She sat slouched on a stool that had been the temporary dwelling of one artistic soul after another, night after night, season after season. The small table sitting beside her on the stage held nothing but a chipped, yellowed ashtray with her Marlboro burning into the air, and an almost dead Guinness Stout waiting to be finished off. Watching her from halfway across the room she looked like a woman-child who had not been wandering earth long enough to be telling this story of pain and despair, yet there she was. She was a twenty or thirty year old devil-angel, running on empty, and looking at the world through eyes wise beyond her years. Her song was too sad to be true, to sincere to be made up, and he wondered if anyone could imagine this kind of pain without experiencing it. Then he wondered why someone would want to imagine it if they didn’t have to.

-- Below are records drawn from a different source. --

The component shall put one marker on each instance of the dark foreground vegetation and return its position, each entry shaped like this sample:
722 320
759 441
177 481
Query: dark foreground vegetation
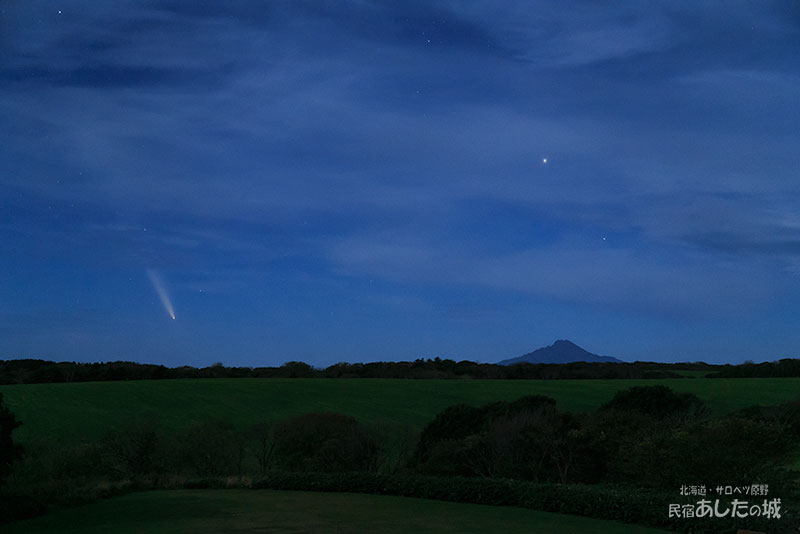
29 371
627 460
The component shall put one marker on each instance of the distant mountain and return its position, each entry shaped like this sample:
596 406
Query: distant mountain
562 351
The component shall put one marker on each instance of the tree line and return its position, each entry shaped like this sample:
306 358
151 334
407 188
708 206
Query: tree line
31 371
647 440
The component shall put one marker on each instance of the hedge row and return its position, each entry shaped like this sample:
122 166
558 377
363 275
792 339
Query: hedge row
630 505
617 503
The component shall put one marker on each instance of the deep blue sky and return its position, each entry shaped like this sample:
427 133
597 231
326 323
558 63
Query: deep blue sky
354 181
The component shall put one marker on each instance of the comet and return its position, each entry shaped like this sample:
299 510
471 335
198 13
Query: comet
161 291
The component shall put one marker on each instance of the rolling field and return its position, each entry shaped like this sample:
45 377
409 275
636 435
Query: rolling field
74 411
294 511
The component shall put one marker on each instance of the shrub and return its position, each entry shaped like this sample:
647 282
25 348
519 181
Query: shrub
325 441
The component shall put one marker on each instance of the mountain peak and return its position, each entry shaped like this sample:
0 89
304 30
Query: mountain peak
561 351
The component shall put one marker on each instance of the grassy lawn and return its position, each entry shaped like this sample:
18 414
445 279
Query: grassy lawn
295 511
84 410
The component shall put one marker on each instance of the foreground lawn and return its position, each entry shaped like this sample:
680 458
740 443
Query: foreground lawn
81 411
295 511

It crept in on him as he sat in drifting consciousness, and there could be no doubt that her music, her song, her story, were her reality whether it was imagined or not. Like a moth drawn to the flame he fluttered into her world full of heartache and introspection. He imagined her loneliness and then claimed it as his own. He felt the heavy hand squeezing her heart and understood that their souls were connected. She and he had both been in thatworld. They understood what it felt like to know that a tidal wave was coming to take their world away, while all others were unaware. She clearly knew what it meant to lose love, and he somehow knew what it was like to die.

The waitress came over and asked if he wanted another drink and he held up the almost empty glass of scotch without saying a word. She scribbled something on a pad and turned away, heading back towards the bar. He wondered for a minute if she, the waitress, felt what he felt. In the smoke filled room it seemed as though it would be impossible to escape the strange universe where the blues singer and the lonely man seemed to exist in, but as he watched the waitress work her way through the tables, she smiled and joked with a young guy in a denim jacket, and he knew that she was not part of their world, not tonight.

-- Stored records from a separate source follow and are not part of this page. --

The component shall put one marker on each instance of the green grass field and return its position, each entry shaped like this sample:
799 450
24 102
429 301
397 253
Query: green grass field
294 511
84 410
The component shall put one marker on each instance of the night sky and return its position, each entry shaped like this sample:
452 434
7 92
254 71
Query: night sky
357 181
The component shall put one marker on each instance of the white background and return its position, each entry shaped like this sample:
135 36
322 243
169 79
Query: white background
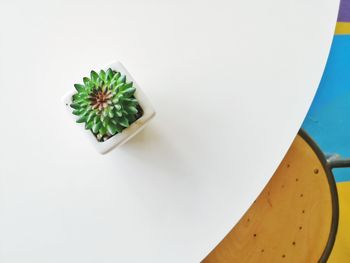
231 82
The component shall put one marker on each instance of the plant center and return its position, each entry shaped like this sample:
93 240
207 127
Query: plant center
100 99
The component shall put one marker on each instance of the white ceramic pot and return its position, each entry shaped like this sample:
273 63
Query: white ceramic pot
127 133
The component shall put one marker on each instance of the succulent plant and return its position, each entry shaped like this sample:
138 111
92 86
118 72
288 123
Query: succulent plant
105 103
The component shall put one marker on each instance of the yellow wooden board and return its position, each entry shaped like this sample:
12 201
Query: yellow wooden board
290 221
342 28
341 249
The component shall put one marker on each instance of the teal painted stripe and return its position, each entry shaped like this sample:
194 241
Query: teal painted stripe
328 120
341 175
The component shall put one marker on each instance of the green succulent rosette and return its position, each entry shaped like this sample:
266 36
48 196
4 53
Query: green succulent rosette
105 103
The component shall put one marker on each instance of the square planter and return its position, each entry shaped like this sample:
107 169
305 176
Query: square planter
127 133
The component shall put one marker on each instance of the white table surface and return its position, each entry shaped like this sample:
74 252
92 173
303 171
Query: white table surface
231 82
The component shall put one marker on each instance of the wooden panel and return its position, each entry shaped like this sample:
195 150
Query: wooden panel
291 219
341 249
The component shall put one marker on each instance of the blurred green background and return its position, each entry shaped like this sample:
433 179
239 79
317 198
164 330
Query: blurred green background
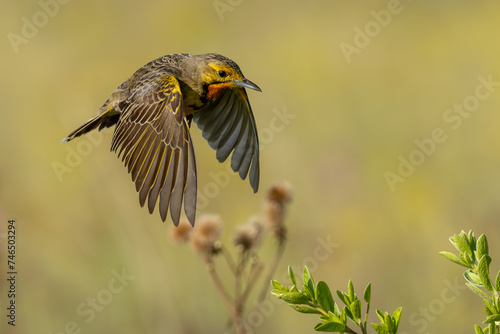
350 118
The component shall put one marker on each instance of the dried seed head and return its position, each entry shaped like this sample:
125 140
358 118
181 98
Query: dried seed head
280 192
205 235
181 233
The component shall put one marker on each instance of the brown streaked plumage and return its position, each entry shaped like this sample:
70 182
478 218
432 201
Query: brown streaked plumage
153 111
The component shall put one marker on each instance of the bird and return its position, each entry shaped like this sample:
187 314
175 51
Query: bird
152 112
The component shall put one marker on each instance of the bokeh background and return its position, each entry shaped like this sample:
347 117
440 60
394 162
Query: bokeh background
350 118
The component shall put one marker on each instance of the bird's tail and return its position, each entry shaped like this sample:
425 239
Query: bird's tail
102 119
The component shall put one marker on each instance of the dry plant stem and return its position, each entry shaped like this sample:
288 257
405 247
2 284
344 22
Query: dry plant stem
238 307
272 268
229 259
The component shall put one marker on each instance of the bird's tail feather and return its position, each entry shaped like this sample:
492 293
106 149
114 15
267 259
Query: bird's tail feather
101 120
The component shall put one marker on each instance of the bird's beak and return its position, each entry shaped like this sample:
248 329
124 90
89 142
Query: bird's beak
247 84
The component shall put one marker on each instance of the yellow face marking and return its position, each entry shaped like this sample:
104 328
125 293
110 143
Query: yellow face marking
217 84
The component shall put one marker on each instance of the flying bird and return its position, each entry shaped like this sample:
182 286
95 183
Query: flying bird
153 111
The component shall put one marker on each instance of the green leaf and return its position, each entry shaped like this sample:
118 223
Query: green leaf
292 276
389 323
350 291
380 329
368 293
331 327
305 309
380 315
356 309
308 283
482 246
453 258
476 290
472 277
279 286
472 240
324 297
492 319
343 297
461 243
490 307
484 272
294 298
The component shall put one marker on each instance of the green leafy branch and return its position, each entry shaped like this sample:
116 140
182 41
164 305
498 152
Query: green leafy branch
474 256
317 299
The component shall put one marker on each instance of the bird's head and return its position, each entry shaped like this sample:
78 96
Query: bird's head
219 73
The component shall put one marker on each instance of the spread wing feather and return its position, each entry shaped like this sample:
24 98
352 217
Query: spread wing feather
229 126
152 138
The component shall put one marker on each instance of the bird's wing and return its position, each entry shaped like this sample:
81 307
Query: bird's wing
229 126
152 137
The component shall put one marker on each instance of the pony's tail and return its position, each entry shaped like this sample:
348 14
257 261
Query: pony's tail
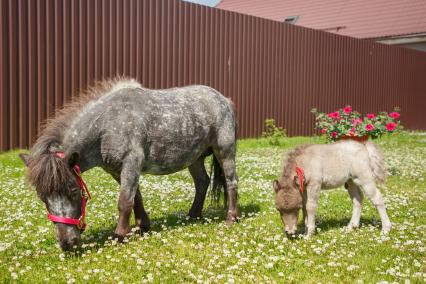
218 183
377 163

The young-old singer ended the first song, but held her fingers tightly on the strings so the vibrations continued to linger in the air. As they started fading away, she took a long drag on her cigarette, held the smoke in her lungs for a minute, and then let it drift out into the dim spotlight that shone down on her face. Just before the guitar faded into silence, her fingers strummed the heavy strings and then started picking and lightly strumming a quiet blues rhythm. Once again, her fingers seemed to be an extension of the guitar or the guitar was an extension of her hands, he couldn’t quite decide which was which. Her thumb rhythmically tapped on the face of the hollow wood, sending the thump of a heavy heartbeat into the already thick air. Her eyes were hidden behind the soft silky eyelids that protected her from everything. The music, the smoke, her eyelids, probably her cigarettes, maybe the Guinness, they were all protecting her from the sharp edges of life. She, just like him, knew that it was the small jagged outcroppings that were the most harmful, the most painful. The huge, beautiful, curling, glassy ocean waves were themselves quite harmless. It was the merciless coral and rocks beneath the surface that did the damage. Life somehow didn’t seem all that different. She didn’t quite know how she ended up in the state of heart and mind and life that she seemed to dwell in. Reflecting back in time, it seemed she’d always known she would end up here, just as he always knew when it was all said and done, the day would come when he’d have to face it all. That time hung in the back of his mind, in his dreams, and in his life for nearly as long as he could recall. So when she strummed and began to moan in her thick, cherry sweet voice, without having a conscience thought, he knew they were coming from and going to the same place.

The perky waitress returned, set the glass of scotch on the table, and smiled.

“You like the music?” she asked, not caring about the response, not experiencing life pulsating from the small stage.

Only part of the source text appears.